Decise, così, che da quel momento avrebbe cercato di restare sempre il più possibile attaccato alla realtà, l’unica cosa che, almeno, non avrebbe provocato delusioni. Sarebbe bastato organizzare le giornate in modo che nessun momento fosse libero per non lasciare che la mente vagasse da sola, programmare con precisione tutto in modo che nulla sfuggisse al controllo ed al mattino sarebbe stato sufficiente che, prima ancora di uscire dalle coperte, si pensasse immediatamente ai programmi della giornata perché i sogni della notte svanissero come ghiaccio al sole.
Passarono gli anni e l’uomo, lentamente, cominciò a sentirsi sempre più soddisfatto e tranquillo. Dopo la prima, ed unica, delusione tutto era filato liscio liscio come un meccanismo ben costruito e ben oliato. Nessun pensiero era venuto a turbare la tranquilla monotonia della sua vita, nessuno slancio era nato per poi precipitare miseramente.
Tutto bene, dunque, fino al momento in cui, per una disattenzione, si trovò per pochi secondi senza nulla da fare e gli occhi gli fecero vedere in quale posto si trovava.
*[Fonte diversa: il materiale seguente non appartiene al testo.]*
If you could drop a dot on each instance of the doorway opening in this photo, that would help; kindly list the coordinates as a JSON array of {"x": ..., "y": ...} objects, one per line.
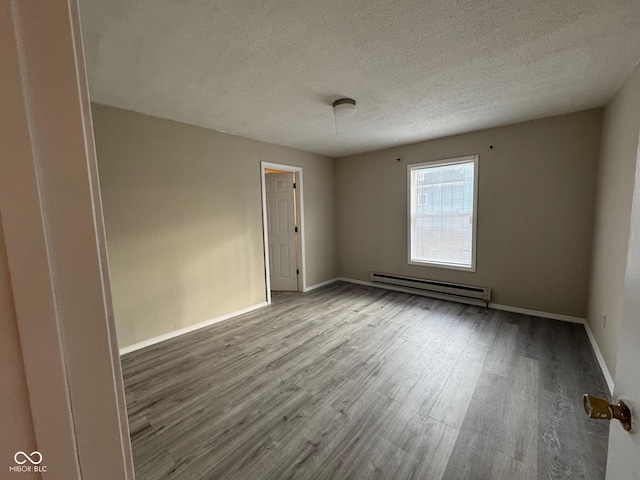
[{"x": 283, "y": 227}]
Era una strana città, sospesa tra la realtà e la finzione, dove circolavano strani esseri. Vide alcuni esseri umani, ma vide anche esseri alati, strane creature alte, belle e luminose, esseri dall’aspetto spaventoso ma dal cuore nobile, nani ed esseri ancora più bassi, dai piedi enormi e pelosi, privi di scarpe.
A poco a poco si accorse che anche lui era alto come questi esseri piccoli e che anche i suoi piedi erano pelosi e senza scarpe, che i suoi vestiti erano simili a quelli della gente piccola.
Per un istante pensò che si trattasse di un sogno sfuggito, chissà come, al controllo ferreo che si era auto imposto, ma presto si rese conto che quella era la realtà. Si domandò, allora, quale incantesimo lo avesse portato lì.
Cercò di guardare al proprio passato per capire in quale momento questa trasformazione fosse avvenuta, quando era avvenuto il passaggio dal mondo reale a questa città dove l’unica cosa che fosse reale era l’assenza totale della logica del mondo che conosceva.
Lui non era più se stesso e chi lo incontrava lo salutava con un nome diverso da quello reale ma che ricordava di aver già sentito anni ed anni prima. Tutta la realtà sembrava appartenere ad un sogno infinito in cui si concentravano tutti i suoi desideri.
Lentamente si accorse che a portarlo in quella città erano stati i suoi passi, che aveva camminato in quella direzione e aveva compiuto azioni che non rientravano nella ferrea logica che si era auto imposto, come se, in realtà, avesse sempre voluto arrivare in quella città.
Si rese conto che i sogni, notturni e diurni, che aveva cercato di cancellare e di buttare fuori della propria vita erano rientrati dalla finestra e avevano, sino allora, guidato completamente la sua vita.
Vide, allora, l’enormità del proprio errore. Cercando di cancellare i propri sogni aveva cercato di cancellare sé stesso perché i sogni sono l’espressione di sincera di noi stessi, sono la rappresentazione dei nostri desidèri più profondi e sinceri, sono la voce con cui l’anima, la coscienza, lo spirito, chiamatelo come volete, che abita in noi, ci parla di noi, dei nostri errori, di quello che a noi è chiesto di fare.